I would argue that none of the above was justified by Christianity. A lust for power or wealth co-opted Christianity in all of these cases. That said, Jesus did say the following:
Do not suppose that I have come to bring peace on Earth. I did not come to bring peace, but a sword. For I have come to to turn “a man against his father, a daughter against her mother, a daughter-in-law against her mother-in-law–a man’s enemies will be the members of his own household.”Matthew 10:34-36
Jesus quotes a prophecy in Micah here and surprising applies it to Himself. What does this mean?
It is not Jesus’ goal to divide families and create strife. Jesus simply knows how a singular path to eternal life that will clash with family culture and worldview will go over in this world. He also is well away that He has an enemy in Satan, who will do whatever it takes to: stop the spread of the Gospel, sully the reputation of Christianity, and create a hostile environment in general. In short, the above quote is an expression of the cost of doing business, when your business is freeing mankind from Satan’s control and giving them eternal life.

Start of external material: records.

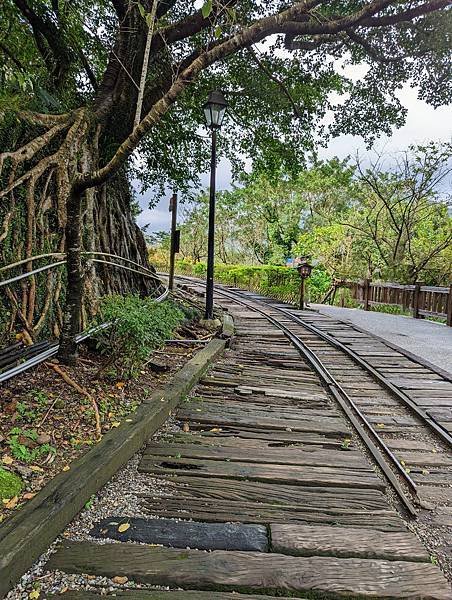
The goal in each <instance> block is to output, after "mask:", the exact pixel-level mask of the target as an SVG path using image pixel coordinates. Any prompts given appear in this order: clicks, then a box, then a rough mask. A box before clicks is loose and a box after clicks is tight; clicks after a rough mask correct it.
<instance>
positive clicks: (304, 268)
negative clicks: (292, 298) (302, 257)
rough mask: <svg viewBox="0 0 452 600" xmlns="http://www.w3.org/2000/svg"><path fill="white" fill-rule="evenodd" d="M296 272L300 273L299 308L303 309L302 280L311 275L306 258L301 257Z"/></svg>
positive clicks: (306, 278)
mask: <svg viewBox="0 0 452 600" xmlns="http://www.w3.org/2000/svg"><path fill="white" fill-rule="evenodd" d="M297 271H298V274H299V275H300V279H301V281H300V310H303V309H304V280H305V279H307V278H308V277H309V276H310V275H311V271H312V265H310V264H309V262H308V260H307V259H306V258H304V257H303V258H302V259H301V262H300V263H299V264H298V266H297Z"/></svg>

So back to the original question, does Christianity create strife? Absolutely. Is it worth it? Most definitely.
The strife is a small price for the profound and critical form of peace that Christ brings. Jesus brings peace with God. Jesus’ death and the promises connected to it allow humans (who are all sinners) to be forgiven and reconciled with their maker. Thus the angels’ declaration at Jesus’ birth:
Glory to God in the highest, and on Earth peace to men on whom His favor rests.Luke 2:14
Without a doubt, becoming a disciple of Jesus can bring certain forms of strife and danger depending on who you are and where you are. Christian converts from Islam, Judaism, Hindu and Buddhism will find that their biggest enemies are likely to be their own families. There may be staged funerals, attempts at honor killing, beatings, legal action and loss of family support. That is high price to pay, but worth it all the way. What price can you put on eternal life, knowing the God who created you, having a life that will be eternally significant and avoiding Hell? What hope exists for our families if somebody doesn’t become the first to know the Gospel?
Often the arrival of Christianity is seen as a destruction of culture. People often equate culture and religion. No doubt religious ideas influence culture, but culture is changing all the time. Technology changes culture. Businesses change culture. Means of communication change culture. When culture is based on falsehood, is it worth preserving? Should tribal cultures be preserved if they are based on ignorance of how the world works? How much more if they are based on ignorance of God? Christians should share their knowledge of what God has done and His promises. You don’t have to force people into your cultural expression of knowing God. Their culture may change, but it can still remain uniquely theirs. There may be growing pains, even violence, but if it results in people receiving eternal life then it is worth it.